Das Eintreten für die Einhaltung der Menschenrechte ist elementarer Bestandteil politischen und gesellschaftlichen Handelns.

Gleichsam sind Aussöhnung und Versöhnung wichtige Schritte, um aus den Wunden der Vergangenheit neue Zukunft entstehen zu lassen, gerade mit Blick auf ein sich weiter vereinigendes Europa.

Dies tun Sie mit Ihrer Stiftung „Zentrum gegen Vertreibungen“.

Und Frankfurt ist froh, Patengemeinde Ihrer Stiftung zu sein.

Und Sie haben es sich zur Aufgabe gesetzt, Menschen auszuzeichnen, die sich im Besonderen gegen die Verletzung von Menschenrechten durch Völkermord, Vertreibung  und die bewusste Zerstörung nationaler, ethnischer oder religiöser Gruppen gewandt haben bzw. wenden.

So wie der Schriftsteller Franz Werfel, nach dem dieser Preis benannt wurde.

Franz Werfel hat nicht nur mit seinem Roman „Die 40 Tage des Musa Dagh“, in dem er die Vertreibung und den Völkermord an den Armeniern sehr eindringlich und wirkungsvoll dargestellt hat, ein bedeutendes Werk gegen die Verletzung der Menschenrechte für die Nachwelt geschaffen, er war auch in seinem persönlichen Leben zur Zeit des Nationalsozialismus selbst davon betroffen.

Dieses Unrecht und Leid, das er damals erlitten hat, kann nicht wieder gut gemacht werden, aber dieser Preis trägt dazu bei, dass uns allen immer wieder bewusst wird, dass wir die Pflicht haben, die Menschenrechte zu verteidigen und gegen deren Verletzung zu kämpfen.

Der Ort für diese Preisübergabe konnte nicht besser gewählt werden.

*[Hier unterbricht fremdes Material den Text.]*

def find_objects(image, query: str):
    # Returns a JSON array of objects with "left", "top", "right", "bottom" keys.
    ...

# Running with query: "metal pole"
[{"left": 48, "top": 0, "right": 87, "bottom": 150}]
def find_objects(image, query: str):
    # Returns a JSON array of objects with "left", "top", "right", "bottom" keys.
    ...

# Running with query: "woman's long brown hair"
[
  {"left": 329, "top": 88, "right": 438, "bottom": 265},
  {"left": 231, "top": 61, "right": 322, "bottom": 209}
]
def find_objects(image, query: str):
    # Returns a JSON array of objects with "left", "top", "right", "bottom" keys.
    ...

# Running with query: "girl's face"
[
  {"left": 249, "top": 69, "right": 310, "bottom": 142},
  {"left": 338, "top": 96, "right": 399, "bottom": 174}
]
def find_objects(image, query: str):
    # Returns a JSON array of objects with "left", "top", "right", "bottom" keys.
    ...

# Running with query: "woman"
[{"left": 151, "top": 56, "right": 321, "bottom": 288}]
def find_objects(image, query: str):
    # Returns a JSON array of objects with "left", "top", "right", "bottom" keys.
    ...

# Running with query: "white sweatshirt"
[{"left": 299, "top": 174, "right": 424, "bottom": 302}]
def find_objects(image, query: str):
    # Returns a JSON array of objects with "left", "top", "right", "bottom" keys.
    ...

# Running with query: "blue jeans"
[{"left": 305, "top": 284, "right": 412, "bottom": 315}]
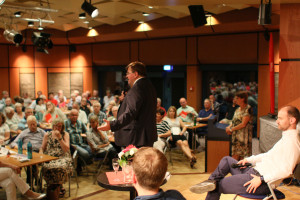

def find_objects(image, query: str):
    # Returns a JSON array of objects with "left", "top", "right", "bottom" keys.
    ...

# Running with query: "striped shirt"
[{"left": 156, "top": 121, "right": 171, "bottom": 135}]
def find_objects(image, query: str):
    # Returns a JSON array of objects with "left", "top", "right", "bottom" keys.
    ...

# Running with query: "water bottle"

Die Paulskirche gilt als Wiege der Deutschen Demokratie.  Wie kaum ein anderer Ort in Deutschland ist sie Symbol für Freiheit und Demokratie, der Grundlage für Menschenrechte und deren Einhaltung.

Hier wurden 1848 zum ersten Mal die Grundrechte des deutschen Volkes verkündet wie z. B.  Gleichheit vor dem Gesetz, Pressefreiheit, Glaubensfreiheit, Gewissensfreiheit und die Versammlungsfreiheit.

Auch wenn diese Verfassung nicht lange Bestand hatte, brachte auch diese Erklärung der Grundrechte neue Impulse im Denken der Menschen. Heute sind diese Rechte in den Artikeln unseres Grundgesetzes gewahrt und sind die Grundlage für unseren freiheitlich demokratischen Rechtsstaat.

Der diesjährige Preisträger ist der Historiker Professor Dr. Karl Schlögel. Professor Schlögel, der als Professor für Osteuropäische Geschichte an der Europa-Universität Viadrina in Frankfurt/Oder lehrt, gilt als herausragender deutscher Osteuropa-Experte. Die Wechselwirkungen, Verflechtungen aber auch Brüche der ostmitteleuropäischen und der deutschen Geschichte finden sich in seinen Werken ebenso wieder, wie die Betrachtung des Stalinismus und die Geschichte der Zwangsmigration.

Ein Blick auf sein bisheriges Werk und die Auszeichnungen, die er bisher erhalten hat, mach deutlich, dass die Jury für die heutige Ehrung die beste Wahl getroffen hat.

Ich gratuliere dem Preisträger und wünsche der Stiftung auch weiterhin ein engagiertes und erfolgreiches Wirken.